It’s been an off winter in
Minne-NoSnow-ta, causing outcries from outdoor activity enthusiasts. A month that weather.com claims to typically be the coldest in Brainerd we’ve instead seen an average temperature
13 degrees higher than normal, including two days in the 50s. It’s a Catch-22; we enjoy the warm weather that allows us to be outside, but it’s that same warm weather that doesn’t let us to do our favorite winter activities. And for Brainerd resident Kurt Doree’s backyard ice rink, his patience with the unseasonably warm winter is melting faster than the rink itself.
“It’s definitely been a frustrating but learning year this year when putting together our rink,” said Doree, who has built a rink on his backyard lawn for the past three years. “The rink itself is nice, but this weather is horrible. You just can’t keep ice on the thing.”
Born and raised in St. Paul, Doree and his wife Michelle moved up to Brainerd eight years ago, where he began work at the Brainerd Fire Department. Despite living in a state captivated by skating rinks, Doree says that he didn’t learn to skate until he was 10 years old, something he didn’t want for his kids, Anthony (18), Taylor (7) and Cole (5).
“When I was a kid, I didn’t learn to skate until I was 10 or 11 because we had to walk a mile and a half to get to the closest rink,” Doree said. “I wanted my kids to be able to learn to skate right away, I mean we live in Minnesota after all. Even though the local park rink is only a couple blocks away, we still have to go through the process of getting the kids bundled up, walking to the rink, putting the skates on, and then after 10 minutes everyone’s cold anyway so we head back home.”

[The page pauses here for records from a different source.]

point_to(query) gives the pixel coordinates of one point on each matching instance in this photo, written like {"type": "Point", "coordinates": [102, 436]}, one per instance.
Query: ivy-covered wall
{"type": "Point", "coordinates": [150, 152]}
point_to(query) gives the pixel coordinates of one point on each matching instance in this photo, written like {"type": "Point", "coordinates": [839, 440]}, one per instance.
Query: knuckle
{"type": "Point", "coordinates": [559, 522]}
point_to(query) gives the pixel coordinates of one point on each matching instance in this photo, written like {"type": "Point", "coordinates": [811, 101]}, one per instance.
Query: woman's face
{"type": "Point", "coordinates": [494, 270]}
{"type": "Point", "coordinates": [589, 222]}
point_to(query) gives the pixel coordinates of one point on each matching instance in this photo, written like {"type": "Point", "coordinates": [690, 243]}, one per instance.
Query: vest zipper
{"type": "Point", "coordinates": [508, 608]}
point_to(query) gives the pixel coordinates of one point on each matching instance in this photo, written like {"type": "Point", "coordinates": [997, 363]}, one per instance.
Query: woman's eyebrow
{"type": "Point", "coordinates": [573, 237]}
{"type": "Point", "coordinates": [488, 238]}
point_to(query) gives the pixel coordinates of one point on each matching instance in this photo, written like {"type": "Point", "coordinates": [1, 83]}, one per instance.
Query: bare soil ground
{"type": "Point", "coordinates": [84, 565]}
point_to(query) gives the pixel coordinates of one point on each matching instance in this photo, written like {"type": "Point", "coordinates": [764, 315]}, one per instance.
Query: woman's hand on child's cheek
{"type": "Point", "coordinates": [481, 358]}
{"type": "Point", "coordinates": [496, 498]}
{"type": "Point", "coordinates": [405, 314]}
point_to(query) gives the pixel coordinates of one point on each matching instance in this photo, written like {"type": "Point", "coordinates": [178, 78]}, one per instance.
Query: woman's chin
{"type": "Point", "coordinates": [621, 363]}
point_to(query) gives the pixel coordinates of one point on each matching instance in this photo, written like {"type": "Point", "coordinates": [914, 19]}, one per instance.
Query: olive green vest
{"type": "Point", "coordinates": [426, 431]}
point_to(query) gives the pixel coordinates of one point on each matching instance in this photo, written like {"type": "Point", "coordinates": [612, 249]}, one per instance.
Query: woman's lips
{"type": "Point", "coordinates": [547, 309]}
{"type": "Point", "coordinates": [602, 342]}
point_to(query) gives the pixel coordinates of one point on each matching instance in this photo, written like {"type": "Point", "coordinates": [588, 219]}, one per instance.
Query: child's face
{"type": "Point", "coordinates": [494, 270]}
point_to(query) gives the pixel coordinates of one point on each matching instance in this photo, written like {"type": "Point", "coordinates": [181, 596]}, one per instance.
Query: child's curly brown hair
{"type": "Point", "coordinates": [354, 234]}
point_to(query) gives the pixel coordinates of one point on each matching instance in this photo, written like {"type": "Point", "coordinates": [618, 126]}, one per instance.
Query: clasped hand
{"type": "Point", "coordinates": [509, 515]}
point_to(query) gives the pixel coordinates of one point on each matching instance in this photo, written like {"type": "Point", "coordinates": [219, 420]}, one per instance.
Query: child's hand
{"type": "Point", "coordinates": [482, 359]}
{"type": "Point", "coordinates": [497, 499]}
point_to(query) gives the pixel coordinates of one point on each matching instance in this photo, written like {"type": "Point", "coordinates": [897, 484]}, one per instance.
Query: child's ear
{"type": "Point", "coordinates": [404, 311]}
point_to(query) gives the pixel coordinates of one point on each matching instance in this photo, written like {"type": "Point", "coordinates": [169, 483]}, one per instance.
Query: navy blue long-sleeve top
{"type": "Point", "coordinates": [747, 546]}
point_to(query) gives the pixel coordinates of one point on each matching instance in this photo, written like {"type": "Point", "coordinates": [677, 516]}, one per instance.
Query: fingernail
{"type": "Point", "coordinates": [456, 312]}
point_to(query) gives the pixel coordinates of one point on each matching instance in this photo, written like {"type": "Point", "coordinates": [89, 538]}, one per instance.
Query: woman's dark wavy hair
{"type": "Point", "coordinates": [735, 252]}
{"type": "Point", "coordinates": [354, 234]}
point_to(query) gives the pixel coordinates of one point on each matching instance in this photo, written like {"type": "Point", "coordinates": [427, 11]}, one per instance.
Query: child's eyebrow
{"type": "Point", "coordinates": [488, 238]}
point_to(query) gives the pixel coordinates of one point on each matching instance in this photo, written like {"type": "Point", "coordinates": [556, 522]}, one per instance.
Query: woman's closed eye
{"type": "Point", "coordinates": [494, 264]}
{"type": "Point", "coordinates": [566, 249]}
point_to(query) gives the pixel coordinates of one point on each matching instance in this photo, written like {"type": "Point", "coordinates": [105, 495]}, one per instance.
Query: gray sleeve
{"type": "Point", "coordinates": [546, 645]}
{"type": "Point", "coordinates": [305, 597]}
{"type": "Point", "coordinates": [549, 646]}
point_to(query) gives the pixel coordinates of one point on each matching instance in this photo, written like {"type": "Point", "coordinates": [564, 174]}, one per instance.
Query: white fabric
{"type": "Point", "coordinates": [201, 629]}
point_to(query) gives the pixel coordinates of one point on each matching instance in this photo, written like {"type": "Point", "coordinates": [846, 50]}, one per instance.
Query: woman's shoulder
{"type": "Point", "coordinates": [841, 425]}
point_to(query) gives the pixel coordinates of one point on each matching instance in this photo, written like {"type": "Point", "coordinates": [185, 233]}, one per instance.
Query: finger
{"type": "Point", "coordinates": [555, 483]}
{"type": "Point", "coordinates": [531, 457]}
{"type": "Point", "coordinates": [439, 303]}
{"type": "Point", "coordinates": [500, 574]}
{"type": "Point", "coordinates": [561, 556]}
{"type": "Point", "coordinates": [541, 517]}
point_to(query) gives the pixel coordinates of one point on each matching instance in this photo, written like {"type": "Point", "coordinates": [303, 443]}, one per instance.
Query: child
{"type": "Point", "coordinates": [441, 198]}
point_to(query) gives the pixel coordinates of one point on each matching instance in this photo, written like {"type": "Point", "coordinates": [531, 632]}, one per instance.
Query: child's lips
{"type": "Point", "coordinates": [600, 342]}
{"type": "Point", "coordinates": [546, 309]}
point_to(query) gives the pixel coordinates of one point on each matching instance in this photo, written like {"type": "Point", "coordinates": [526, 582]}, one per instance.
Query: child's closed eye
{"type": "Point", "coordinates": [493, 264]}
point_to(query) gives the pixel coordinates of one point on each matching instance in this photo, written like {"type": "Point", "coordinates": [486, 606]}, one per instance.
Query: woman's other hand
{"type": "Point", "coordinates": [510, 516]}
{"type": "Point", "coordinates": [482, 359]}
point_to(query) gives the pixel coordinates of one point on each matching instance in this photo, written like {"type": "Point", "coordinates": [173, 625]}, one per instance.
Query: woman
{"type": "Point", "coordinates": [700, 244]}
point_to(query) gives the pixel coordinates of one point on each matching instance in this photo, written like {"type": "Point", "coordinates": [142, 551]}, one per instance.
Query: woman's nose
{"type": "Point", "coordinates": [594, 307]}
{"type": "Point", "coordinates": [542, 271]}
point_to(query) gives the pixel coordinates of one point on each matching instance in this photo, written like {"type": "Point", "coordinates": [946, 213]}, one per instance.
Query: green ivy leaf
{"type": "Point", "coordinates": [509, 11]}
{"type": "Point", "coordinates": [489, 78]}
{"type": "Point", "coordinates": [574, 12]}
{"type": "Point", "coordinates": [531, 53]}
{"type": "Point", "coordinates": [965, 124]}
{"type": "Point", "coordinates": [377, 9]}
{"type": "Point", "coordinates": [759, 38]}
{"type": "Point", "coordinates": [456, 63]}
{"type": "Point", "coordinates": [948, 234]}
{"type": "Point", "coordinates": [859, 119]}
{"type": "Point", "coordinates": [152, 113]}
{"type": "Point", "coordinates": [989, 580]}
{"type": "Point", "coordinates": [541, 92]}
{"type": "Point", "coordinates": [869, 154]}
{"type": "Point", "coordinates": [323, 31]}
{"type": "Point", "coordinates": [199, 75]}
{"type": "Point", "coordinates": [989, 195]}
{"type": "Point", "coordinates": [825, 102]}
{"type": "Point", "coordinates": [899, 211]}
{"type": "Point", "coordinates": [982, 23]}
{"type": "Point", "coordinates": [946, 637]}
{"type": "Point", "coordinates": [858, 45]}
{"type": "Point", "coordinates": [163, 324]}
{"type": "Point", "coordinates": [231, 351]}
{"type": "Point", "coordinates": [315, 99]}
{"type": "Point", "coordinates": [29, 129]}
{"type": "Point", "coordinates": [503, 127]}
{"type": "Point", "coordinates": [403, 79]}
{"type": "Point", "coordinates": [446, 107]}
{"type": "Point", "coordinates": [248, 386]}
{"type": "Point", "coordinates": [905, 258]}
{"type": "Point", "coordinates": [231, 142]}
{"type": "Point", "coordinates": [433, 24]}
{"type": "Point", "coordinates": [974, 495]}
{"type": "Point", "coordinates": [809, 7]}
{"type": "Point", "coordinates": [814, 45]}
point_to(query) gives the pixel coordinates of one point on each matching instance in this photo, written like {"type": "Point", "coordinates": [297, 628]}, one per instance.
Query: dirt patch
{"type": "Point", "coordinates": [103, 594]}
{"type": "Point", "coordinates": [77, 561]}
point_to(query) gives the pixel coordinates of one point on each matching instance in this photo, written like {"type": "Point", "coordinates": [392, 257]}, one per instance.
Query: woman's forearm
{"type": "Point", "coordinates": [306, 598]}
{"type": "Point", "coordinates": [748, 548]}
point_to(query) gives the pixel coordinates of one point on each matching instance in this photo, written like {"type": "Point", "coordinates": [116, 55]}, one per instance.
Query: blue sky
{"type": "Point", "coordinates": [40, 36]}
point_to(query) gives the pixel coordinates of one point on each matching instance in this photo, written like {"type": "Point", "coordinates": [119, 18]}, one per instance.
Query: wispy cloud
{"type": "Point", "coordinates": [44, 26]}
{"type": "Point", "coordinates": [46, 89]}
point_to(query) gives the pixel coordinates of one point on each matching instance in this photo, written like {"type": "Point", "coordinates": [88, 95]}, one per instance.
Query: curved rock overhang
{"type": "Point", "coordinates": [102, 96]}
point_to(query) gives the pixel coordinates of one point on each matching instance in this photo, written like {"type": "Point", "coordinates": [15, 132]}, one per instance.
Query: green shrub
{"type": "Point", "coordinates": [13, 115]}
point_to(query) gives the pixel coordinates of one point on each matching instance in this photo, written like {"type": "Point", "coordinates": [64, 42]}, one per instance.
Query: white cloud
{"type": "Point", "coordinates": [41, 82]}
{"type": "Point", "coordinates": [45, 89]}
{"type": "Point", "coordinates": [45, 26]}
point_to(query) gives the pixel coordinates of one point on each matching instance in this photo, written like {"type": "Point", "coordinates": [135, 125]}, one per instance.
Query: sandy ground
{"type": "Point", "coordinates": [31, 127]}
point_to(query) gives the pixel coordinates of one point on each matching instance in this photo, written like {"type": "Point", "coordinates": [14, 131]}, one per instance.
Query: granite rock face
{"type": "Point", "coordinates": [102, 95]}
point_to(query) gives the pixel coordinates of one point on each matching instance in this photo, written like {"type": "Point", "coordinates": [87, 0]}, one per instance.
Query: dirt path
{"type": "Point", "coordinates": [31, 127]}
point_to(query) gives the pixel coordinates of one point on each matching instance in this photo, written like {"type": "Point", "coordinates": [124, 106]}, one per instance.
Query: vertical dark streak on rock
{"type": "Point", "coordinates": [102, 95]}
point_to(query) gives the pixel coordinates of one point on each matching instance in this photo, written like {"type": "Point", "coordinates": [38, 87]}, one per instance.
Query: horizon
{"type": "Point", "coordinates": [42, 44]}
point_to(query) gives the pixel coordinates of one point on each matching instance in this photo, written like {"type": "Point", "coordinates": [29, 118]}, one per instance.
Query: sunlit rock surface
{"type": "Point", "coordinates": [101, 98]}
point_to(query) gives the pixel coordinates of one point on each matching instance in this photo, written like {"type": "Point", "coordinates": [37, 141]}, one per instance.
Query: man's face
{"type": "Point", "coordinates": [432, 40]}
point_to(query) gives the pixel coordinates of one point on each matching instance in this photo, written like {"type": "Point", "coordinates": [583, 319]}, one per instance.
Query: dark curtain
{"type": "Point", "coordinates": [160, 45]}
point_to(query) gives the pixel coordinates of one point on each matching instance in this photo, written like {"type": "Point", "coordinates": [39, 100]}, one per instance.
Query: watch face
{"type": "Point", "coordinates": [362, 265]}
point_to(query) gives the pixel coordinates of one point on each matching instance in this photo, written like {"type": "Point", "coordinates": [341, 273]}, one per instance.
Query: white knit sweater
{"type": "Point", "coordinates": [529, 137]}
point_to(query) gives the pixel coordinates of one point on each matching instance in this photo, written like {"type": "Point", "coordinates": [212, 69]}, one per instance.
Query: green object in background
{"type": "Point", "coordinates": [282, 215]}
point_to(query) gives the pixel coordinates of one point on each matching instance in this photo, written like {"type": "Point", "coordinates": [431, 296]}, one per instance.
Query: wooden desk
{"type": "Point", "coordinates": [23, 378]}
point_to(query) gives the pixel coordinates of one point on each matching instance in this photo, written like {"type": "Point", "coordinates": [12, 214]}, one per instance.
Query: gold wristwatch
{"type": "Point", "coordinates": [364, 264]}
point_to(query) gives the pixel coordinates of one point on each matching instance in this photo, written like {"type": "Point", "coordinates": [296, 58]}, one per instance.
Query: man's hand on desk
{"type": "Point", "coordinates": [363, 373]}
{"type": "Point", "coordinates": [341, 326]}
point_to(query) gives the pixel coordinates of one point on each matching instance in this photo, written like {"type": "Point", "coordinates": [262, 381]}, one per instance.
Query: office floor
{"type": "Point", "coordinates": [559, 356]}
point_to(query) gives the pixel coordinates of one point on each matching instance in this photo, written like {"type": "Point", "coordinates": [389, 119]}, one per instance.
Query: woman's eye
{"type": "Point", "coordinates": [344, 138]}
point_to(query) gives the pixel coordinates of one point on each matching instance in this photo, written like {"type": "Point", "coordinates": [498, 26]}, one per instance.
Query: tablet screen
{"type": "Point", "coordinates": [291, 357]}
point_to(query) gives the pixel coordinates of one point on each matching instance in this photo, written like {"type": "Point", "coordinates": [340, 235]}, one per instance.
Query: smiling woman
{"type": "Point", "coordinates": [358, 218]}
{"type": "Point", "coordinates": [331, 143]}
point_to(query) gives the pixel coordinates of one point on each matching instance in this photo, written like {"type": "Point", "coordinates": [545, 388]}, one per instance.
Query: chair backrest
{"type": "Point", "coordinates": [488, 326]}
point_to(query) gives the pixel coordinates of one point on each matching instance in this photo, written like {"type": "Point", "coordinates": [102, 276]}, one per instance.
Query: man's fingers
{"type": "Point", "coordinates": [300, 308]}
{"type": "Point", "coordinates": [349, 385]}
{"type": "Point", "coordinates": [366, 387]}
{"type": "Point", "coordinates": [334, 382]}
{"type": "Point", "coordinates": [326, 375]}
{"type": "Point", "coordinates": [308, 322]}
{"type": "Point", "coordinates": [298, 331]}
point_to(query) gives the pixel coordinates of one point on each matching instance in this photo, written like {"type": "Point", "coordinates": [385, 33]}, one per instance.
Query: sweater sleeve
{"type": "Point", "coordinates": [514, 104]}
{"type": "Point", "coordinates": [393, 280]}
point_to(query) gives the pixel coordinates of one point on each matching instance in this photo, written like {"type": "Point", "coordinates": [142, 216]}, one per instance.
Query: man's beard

So Doree decided to cut through the hassle, starting construction on this year’s rink in November by placing 2-by-12 boards to encompass the 30-by-40 foot rink — his biggest rink to date. Waiting yet again for cool weather, once the boards were in place Doree put down a plastic liner before taking a meter from the public utilities building and a fire hose that he purchased at an auction to help quickly fill the rink with water three weeks later. Something he has had to do “at least a half a dozen” times already this year.
“The first two years I had the rink were great,” said Doree, who hooks the hose up to the fire hydrant and pays by the gallons used. “We filled it and froze it once and I literally never touched it again until sometime around March when it was too warm to skate on and we just broke the ice up so it could melt. This year I’ve been out there a lot to get water on and keep water on.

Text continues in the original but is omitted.